AGUS DWI PRASETYO, Tanjung Pandan
DIBA Mawarni bersemangat membuka buku album foto hasil jepretan kamera jadul (zaman dulu) itu. Dua bola mata perempuan berjilbab tersebut pelan-pelan menyusuri setiap lembar halaman.
Beberapa foto menggambarkan perayaan ulang tahun di dalam sebuah ruangan. Ada pula hasil jepretan aktivitas buruh dengan latar belakang bangunan pabrik.
Diba kemudian mengambil sebuah peta. Di dalamnya terdapat gambar denah pabrik dan perumahan. Dalam peta skala 1:1.000 itu tercantum keterangan waktu 20/08/1992. Juga tulisan PT Keramika Indonesia Assosiasi (KIA) Tanjung Pandan di pojok kanan bawah. ”Di depan situ ada pabrik lama,” kata Diba kepada Jawa Pos sembari menunjuk ke arah dua cerobong asap yang tampak terbengkalai.

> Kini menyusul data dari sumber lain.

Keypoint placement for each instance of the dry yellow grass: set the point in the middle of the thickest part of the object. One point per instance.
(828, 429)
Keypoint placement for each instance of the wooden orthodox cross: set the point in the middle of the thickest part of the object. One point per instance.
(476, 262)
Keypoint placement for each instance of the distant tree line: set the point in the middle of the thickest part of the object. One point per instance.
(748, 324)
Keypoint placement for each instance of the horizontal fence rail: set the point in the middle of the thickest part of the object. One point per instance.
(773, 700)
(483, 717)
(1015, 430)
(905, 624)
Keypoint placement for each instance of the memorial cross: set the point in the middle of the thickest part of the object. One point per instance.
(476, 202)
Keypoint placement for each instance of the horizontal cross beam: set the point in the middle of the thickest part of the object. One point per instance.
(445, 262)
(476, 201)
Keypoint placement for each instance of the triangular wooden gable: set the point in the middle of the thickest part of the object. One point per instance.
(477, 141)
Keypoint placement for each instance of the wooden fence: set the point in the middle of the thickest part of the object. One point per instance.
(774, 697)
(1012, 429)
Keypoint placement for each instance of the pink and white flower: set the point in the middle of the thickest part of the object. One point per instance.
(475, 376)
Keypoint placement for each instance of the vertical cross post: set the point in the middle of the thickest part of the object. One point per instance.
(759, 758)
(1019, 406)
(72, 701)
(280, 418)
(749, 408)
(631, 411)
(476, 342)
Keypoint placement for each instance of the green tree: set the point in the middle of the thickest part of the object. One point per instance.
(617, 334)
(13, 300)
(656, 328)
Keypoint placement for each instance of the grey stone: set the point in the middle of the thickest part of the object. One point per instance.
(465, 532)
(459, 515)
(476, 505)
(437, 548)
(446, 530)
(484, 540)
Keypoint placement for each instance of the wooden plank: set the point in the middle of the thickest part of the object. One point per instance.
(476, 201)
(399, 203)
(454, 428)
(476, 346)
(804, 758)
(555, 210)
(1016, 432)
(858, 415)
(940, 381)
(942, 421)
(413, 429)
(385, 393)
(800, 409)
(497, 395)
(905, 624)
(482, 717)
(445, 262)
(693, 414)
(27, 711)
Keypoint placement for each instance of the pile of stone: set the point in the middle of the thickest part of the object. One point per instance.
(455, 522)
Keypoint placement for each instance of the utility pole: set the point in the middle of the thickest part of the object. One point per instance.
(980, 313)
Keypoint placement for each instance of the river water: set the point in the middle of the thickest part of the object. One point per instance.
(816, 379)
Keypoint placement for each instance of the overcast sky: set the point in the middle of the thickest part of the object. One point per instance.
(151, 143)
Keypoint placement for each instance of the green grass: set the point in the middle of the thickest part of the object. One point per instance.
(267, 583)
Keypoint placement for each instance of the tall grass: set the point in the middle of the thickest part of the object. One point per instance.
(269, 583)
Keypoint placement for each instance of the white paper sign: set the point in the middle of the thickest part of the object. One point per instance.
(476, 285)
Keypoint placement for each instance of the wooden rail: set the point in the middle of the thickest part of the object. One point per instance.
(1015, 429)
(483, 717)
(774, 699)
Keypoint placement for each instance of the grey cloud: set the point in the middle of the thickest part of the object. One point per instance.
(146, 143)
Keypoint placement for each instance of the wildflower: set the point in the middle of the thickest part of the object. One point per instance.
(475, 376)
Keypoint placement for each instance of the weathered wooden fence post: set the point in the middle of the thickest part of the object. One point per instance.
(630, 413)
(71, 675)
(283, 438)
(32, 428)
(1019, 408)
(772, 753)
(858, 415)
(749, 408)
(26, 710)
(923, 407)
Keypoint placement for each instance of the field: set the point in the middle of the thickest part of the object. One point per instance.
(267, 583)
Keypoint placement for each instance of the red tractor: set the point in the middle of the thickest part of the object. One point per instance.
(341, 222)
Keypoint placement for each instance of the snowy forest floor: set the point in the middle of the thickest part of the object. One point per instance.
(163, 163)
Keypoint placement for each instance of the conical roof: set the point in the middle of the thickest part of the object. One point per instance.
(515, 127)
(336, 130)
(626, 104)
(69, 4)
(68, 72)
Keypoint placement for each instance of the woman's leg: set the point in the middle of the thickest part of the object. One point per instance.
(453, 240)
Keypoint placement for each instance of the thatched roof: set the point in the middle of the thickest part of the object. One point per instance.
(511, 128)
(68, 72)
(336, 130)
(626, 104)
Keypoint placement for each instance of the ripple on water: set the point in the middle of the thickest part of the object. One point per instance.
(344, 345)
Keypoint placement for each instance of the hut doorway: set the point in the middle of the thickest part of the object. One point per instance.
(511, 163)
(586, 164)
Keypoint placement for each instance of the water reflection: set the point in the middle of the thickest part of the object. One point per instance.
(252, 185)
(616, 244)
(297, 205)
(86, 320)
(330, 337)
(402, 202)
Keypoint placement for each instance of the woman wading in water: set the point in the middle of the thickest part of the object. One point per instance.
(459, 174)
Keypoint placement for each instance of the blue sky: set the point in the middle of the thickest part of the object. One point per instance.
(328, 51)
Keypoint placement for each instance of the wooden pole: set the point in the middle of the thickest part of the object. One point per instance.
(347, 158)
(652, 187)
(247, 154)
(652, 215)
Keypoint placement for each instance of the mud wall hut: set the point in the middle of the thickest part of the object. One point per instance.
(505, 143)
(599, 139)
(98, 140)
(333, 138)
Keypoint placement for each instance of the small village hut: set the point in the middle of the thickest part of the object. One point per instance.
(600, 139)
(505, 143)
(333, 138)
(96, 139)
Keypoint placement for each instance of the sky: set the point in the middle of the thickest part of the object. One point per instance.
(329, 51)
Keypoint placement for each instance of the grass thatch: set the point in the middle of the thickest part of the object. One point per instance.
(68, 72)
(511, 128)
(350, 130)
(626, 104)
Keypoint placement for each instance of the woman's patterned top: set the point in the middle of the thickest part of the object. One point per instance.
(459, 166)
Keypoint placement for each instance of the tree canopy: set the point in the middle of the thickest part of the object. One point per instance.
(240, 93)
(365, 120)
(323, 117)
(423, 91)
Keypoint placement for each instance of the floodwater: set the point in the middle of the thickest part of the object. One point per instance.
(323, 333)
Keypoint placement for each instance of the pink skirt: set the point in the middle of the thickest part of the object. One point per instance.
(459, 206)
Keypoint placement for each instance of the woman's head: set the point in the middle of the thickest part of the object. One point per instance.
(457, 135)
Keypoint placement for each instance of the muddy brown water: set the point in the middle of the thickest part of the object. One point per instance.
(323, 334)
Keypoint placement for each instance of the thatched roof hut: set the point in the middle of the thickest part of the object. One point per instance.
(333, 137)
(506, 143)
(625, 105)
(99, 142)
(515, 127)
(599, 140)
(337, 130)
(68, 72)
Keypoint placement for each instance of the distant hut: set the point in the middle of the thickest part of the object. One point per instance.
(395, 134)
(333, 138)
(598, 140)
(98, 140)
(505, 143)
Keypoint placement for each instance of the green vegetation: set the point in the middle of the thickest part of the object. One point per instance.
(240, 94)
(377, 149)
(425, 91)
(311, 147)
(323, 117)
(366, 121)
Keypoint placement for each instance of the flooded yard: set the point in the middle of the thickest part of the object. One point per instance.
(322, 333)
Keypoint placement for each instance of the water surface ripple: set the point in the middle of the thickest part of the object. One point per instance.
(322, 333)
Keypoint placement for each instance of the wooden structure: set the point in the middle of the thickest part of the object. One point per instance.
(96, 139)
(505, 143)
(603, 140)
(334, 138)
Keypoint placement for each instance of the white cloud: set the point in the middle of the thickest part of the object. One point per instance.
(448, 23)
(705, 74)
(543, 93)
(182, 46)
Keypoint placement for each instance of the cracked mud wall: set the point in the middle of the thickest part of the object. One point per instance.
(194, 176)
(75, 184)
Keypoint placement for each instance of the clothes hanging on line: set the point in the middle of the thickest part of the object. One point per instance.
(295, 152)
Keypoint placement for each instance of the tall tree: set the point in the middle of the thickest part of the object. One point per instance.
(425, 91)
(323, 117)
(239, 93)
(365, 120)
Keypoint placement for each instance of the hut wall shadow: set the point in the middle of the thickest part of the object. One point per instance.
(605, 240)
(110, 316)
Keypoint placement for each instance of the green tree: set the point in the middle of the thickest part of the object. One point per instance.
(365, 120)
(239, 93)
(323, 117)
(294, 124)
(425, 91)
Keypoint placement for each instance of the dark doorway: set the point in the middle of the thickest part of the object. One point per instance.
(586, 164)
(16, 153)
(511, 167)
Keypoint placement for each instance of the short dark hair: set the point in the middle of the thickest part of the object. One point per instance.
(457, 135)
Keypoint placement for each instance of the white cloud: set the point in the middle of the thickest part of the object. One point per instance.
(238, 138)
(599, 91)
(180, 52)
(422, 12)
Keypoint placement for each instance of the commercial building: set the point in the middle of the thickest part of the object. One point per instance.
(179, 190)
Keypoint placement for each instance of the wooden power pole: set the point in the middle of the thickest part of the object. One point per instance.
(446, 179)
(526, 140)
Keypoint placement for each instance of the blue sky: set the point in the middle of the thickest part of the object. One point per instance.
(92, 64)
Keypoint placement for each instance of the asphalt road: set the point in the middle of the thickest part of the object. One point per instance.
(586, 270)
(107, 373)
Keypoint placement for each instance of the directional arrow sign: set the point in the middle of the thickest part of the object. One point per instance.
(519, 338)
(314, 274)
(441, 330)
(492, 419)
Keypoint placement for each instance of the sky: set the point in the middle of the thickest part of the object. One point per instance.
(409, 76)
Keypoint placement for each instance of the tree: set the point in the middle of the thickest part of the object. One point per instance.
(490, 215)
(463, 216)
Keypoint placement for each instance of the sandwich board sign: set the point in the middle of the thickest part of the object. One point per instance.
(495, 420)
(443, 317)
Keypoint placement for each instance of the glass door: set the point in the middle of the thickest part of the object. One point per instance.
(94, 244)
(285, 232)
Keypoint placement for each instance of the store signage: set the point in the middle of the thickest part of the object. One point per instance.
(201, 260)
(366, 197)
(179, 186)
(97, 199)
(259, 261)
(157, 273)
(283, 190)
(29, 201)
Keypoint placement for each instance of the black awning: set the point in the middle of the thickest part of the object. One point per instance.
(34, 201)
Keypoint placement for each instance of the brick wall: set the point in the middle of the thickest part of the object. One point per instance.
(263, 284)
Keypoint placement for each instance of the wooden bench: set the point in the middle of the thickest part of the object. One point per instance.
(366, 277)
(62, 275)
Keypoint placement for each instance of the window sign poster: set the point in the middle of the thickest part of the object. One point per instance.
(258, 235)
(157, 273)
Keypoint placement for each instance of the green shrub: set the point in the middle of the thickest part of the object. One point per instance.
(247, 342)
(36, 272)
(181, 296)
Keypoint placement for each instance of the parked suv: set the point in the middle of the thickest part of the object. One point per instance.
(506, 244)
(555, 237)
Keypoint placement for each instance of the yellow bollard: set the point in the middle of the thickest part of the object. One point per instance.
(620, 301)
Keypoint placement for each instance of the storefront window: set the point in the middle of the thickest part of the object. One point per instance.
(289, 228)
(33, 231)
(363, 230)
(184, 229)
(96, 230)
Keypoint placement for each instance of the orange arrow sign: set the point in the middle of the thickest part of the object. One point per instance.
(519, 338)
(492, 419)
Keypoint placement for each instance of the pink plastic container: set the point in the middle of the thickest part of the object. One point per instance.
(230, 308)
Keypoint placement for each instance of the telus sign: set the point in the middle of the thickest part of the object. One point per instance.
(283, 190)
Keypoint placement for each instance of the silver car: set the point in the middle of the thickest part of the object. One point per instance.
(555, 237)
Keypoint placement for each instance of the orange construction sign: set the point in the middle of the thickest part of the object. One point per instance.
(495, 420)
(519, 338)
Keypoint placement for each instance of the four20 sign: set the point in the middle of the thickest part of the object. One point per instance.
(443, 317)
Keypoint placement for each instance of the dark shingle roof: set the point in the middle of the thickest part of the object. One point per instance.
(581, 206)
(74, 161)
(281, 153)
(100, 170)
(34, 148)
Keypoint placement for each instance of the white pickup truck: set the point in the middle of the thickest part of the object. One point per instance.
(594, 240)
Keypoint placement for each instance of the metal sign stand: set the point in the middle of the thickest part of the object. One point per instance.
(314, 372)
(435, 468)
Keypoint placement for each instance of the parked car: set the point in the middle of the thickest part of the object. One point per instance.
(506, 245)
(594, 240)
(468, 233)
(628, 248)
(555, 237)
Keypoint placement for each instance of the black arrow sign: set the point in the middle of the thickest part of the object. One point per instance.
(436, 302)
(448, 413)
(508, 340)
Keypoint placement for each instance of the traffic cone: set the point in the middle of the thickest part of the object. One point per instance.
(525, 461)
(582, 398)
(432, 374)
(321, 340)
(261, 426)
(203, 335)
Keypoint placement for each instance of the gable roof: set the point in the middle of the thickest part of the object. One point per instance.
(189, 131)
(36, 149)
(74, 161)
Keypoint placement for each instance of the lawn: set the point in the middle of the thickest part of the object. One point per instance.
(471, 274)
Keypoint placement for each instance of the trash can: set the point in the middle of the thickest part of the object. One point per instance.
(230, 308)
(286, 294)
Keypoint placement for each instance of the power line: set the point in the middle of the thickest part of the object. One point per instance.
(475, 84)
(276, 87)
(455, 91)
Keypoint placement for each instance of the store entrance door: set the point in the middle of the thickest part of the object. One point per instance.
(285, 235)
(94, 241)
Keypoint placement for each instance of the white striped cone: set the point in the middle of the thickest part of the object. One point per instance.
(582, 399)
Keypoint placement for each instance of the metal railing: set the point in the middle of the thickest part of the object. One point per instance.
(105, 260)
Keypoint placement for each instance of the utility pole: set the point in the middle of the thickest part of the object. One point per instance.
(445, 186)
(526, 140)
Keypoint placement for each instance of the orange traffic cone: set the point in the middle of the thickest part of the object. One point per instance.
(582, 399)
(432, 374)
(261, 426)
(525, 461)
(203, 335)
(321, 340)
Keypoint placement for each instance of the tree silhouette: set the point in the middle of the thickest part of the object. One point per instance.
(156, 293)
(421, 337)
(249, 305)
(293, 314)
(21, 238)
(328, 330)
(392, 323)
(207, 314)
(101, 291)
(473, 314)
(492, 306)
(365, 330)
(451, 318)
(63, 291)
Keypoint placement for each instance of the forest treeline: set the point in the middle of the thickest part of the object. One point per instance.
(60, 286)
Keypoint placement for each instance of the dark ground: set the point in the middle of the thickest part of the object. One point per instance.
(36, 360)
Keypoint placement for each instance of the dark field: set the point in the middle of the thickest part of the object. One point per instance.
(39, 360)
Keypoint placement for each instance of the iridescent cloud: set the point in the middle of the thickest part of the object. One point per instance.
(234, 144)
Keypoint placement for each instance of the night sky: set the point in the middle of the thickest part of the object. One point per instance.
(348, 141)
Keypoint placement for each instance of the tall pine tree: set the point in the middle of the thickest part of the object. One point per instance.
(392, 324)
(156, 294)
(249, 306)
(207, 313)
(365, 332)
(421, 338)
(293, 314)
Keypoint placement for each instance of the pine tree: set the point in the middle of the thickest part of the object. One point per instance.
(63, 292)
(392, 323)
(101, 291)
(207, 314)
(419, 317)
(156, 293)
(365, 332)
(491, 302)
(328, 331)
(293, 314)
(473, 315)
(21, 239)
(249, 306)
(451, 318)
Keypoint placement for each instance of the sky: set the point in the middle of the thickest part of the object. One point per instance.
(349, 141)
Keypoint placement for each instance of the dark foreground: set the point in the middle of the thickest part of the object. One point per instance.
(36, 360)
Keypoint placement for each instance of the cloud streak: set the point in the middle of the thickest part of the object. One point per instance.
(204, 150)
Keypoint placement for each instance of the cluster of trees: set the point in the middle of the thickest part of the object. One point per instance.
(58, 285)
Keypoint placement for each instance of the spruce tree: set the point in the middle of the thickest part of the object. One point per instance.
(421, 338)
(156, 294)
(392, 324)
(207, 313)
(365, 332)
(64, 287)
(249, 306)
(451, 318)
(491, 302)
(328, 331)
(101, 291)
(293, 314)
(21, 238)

Pabrik keramik yang dimaksud Diba berada di Tanjung Pandan, Belitung. Cerobong tinggi menjulang tersebut berada tak jauh dari pos penjagaan. Di belakang cerobong terdapat fondasi bangunan tua yang ditumbuhi tanaman liar.
Dulu bangunan yang terbuat dari batu bata berukuran besar itu merupakan tempat pembakaran keramik tradisional atau tanur. ”Kiln (mesin pembakaran keramik, Red) yang besar dulu berada di belakang,” terang Diba. Dari lokasi cerobong itu, jarak oven keramik yang dimaksud Diba tak terlalu jauh. Hanya, bangunannya tak utuh lagi.
Bekas bangunan pabrik utama itu nyaris rata dengan tanah. Sisa fondasi ditumbuhi semak belukar. ”(Bangunan pabrik utama) sudah dipereteli semua. Jadi, nggak ada yang tersisa,” ungkap perempuan 47 tahun tersebut.
Salah satu trofi milik pabrik.
Area bekas pabrik KIA di Jalan Ahmad Yani, Tanjung Pandan, tak beroperasi sejak 1998. Padahal, ada sejarah besar di balik sisa-sisa bangunan tersebut.
Mengutip buku Tokoh-Tokoh Etnis Tionghoa di Indonesia karya Sam Setyautama yang terbit pada 2008, adalah Oei Jong Tjioe yang berperan dalam pembangunan industri keramik di Belitung tersebut. Pada 1953, Oei diminta Mohammad Hatta, wakil presiden kala itu, mengembangkan industri bahan bangunan tersebut.